Iraq

Iraq pullout by April

Is this an end in sight? Not quite. Tony Blair will announce today that British troops will start coming home from Iraq within weeks. He will announce a time table for withdrawal from Southern Iraq where the security situation is improved.

People will say that this move is political as much as it is military coinciding with Tony Blair’s last months in office. Yes, he did make a commitment to bring the troops home and he is following through on that, but not in a vacuum. It is still dependent on the handover to the Iraqi security forces and that continuing to go well. No one rushing off in the dead of night like the Spanish or Italians whose troop contributions evaporated with changing political winds.

People have been saying it for a while that we should pull out. Most of them have been jumping the gun.

Today’s statement comes after Blair told the BBC’s Sunday AM that the operation to allow Iraqis to take the lead in frontline security in Basra – Operation Sinbad – had been “completed” and “successful”.

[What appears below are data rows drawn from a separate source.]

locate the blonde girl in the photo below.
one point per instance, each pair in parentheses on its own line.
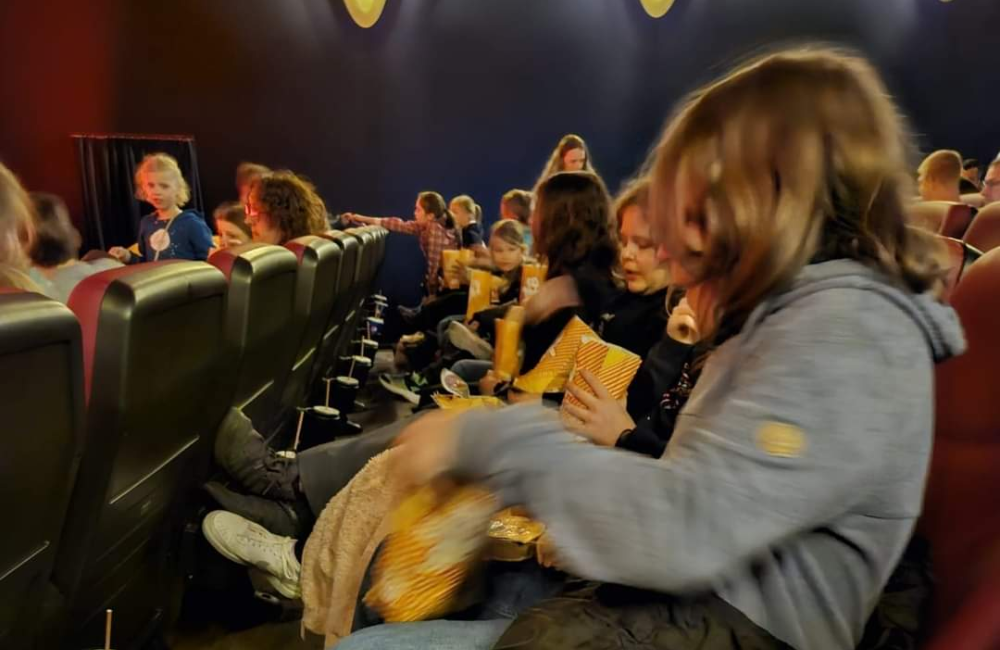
(169,232)
(795,473)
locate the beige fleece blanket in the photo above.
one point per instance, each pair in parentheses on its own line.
(341,546)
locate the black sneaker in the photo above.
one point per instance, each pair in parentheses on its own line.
(278,517)
(247,457)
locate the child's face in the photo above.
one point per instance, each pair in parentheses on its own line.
(419,214)
(690,235)
(160,189)
(506,256)
(230,235)
(644,273)
(574,160)
(261,228)
(244,190)
(462,216)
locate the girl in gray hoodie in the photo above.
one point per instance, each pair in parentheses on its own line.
(796,470)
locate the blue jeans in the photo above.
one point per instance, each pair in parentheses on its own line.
(511,588)
(425,635)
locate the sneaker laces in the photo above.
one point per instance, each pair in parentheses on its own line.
(275,553)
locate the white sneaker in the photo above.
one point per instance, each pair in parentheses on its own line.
(244,542)
(465,339)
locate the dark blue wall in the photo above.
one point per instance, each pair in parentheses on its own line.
(470,95)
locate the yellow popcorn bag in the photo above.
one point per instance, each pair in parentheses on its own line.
(435,539)
(532,277)
(480,291)
(513,536)
(615,367)
(450,268)
(553,371)
(506,348)
(454,403)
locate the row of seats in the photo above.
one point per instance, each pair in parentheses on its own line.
(112,404)
(956,220)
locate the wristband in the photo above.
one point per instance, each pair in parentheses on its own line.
(622,436)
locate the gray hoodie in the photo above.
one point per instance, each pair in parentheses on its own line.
(794,476)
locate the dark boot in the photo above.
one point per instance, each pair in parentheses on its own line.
(278,517)
(247,457)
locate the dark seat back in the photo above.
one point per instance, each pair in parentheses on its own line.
(317,289)
(262,328)
(984,233)
(337,334)
(155,387)
(366,274)
(41,401)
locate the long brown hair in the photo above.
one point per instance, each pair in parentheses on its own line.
(575,223)
(57,240)
(567,143)
(796,157)
(17,230)
(434,204)
(291,202)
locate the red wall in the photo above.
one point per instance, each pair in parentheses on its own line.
(58,79)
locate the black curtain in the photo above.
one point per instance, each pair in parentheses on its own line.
(107,167)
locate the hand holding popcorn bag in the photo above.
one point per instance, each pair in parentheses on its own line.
(614,367)
(553,370)
(437,536)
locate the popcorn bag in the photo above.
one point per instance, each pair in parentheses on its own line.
(458,404)
(434,541)
(450,268)
(615,367)
(480,290)
(513,536)
(506,350)
(553,371)
(532,277)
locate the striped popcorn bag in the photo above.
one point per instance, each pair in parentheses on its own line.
(437,536)
(552,372)
(615,367)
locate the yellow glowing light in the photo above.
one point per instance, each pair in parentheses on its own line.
(365,12)
(657,8)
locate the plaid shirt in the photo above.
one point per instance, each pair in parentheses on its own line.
(434,239)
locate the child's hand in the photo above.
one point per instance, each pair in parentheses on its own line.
(488,384)
(351,217)
(121,254)
(603,419)
(553,295)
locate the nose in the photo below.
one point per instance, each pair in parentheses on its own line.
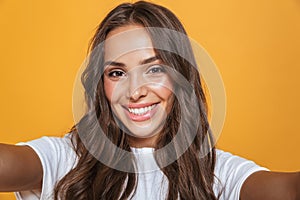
(137,87)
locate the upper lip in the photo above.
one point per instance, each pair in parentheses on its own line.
(139,105)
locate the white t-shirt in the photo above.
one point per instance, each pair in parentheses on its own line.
(58,158)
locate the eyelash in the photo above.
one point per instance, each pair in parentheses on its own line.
(154,69)
(116,73)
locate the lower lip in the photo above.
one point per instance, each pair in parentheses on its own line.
(143,117)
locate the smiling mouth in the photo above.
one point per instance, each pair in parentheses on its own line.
(142,110)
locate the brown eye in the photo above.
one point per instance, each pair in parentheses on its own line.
(156,69)
(116,73)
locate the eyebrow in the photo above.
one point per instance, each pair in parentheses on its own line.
(142,62)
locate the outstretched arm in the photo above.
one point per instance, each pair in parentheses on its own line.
(20,168)
(266,185)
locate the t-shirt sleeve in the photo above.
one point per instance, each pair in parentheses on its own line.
(231,172)
(57,157)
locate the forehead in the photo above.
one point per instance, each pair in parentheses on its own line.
(124,40)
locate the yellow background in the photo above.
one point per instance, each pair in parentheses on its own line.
(256,45)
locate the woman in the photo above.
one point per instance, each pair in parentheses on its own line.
(143,95)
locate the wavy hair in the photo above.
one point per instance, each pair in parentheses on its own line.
(191,176)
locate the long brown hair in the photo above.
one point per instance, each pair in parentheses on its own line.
(192,175)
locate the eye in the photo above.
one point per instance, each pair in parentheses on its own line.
(156,69)
(116,73)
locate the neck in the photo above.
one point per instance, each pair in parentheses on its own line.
(143,142)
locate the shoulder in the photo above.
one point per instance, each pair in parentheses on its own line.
(231,171)
(57,156)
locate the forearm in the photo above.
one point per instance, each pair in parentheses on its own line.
(20,168)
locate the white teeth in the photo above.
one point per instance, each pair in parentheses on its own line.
(141,111)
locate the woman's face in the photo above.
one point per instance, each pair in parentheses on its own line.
(136,84)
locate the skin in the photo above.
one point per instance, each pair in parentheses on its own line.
(135,79)
(21,169)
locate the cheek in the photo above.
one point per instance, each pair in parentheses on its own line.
(108,89)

The process took another step forward yesterday when the Iraqi Army division in Basra switched from Coalition command to take orders directly from Baghdad.

No one can accuse Blair or anyone else of cutting and running as there is the hope that withdrawal might have a positive impact on Southern Iraq because of the view that the continued presence of British troops may have contributed to the violence in Basra.

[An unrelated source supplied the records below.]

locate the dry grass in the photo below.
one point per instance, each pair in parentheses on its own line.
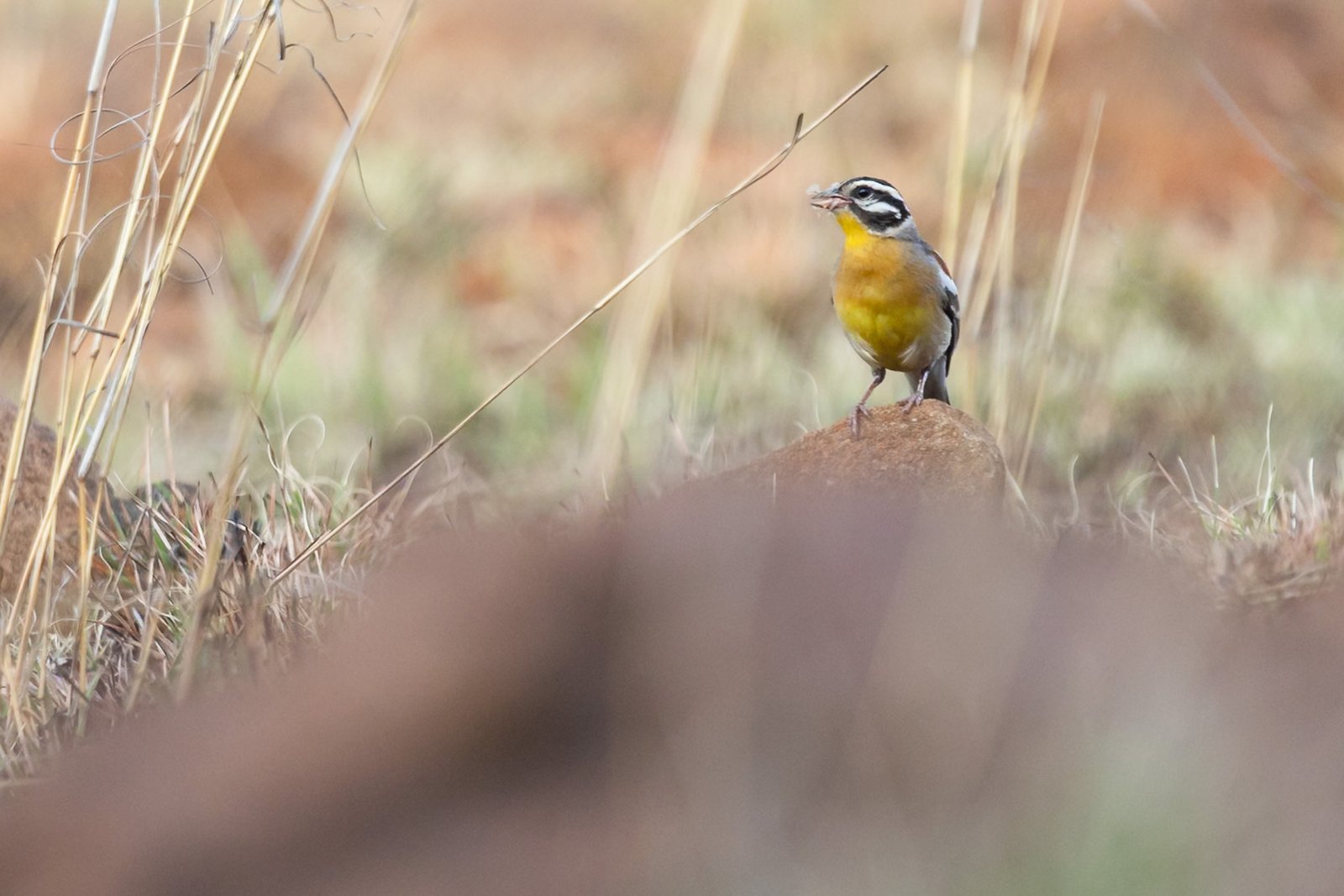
(441,317)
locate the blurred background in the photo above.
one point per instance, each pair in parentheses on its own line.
(530,152)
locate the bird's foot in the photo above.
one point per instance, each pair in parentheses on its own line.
(857,419)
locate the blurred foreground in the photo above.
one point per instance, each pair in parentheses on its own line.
(832,696)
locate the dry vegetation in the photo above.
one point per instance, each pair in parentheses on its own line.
(1142,206)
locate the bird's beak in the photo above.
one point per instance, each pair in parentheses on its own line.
(830,199)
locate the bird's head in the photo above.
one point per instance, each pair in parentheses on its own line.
(866,202)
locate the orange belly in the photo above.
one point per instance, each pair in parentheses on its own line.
(889,302)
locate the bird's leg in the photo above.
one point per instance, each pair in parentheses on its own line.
(916,398)
(859,410)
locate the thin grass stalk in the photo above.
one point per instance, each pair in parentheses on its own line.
(967,46)
(1062,269)
(769,165)
(631,343)
(29,390)
(138,320)
(288,291)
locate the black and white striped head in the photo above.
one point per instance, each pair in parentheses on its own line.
(874,203)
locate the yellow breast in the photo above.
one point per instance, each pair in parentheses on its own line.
(887,300)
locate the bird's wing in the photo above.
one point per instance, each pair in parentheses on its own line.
(951,304)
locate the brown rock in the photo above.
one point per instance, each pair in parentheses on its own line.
(934,450)
(30,499)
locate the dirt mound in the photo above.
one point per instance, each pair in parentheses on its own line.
(711,696)
(934,450)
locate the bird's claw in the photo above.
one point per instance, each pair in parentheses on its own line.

According to the BBC and The Times among others, Blair will say that up to 1,500 of Britain’s 7,000 contingent around Basra could be out by the summer, with the first coming home by April, and 3,000 by the end of the year.

The go ahead for withdrawal, of course, comes despite George’s Bush’s decision to send 21,000 more troops to Baghdad. Are we leaving the Americans in the lurch by starting to pullout?

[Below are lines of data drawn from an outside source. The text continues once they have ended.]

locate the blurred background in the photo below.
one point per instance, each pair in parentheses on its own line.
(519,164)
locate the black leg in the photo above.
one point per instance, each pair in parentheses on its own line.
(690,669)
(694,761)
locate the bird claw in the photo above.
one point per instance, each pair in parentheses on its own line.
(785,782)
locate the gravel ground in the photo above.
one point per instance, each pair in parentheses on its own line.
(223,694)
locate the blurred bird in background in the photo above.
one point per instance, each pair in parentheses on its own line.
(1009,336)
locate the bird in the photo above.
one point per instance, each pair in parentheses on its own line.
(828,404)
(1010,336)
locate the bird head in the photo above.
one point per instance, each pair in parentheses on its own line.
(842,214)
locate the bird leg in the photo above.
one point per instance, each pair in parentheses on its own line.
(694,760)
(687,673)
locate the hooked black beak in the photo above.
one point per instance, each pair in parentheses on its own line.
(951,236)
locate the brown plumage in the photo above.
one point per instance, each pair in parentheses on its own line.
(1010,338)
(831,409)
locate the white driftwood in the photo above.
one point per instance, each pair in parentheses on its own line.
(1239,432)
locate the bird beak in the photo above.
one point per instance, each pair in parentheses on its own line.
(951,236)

I don’t think so. Southern Iraq is not Baghdad and the problems there have been allowed to spiral with too few boots on the ground. Besides not all troops are immediately coming home, ensuring a continued British commitment to Iraq, at least until the end of the year.

Senior Whitehall sources have told the BBC the pullout was “slightly slower” than they had expected and “if conditions worsen this process could still slow up”.

The plan is that after the 1,500 have pulled out other troops will withdraw to fortified bases where they will monitor the Iraq-Iran border and support the Iraqi Army if needed.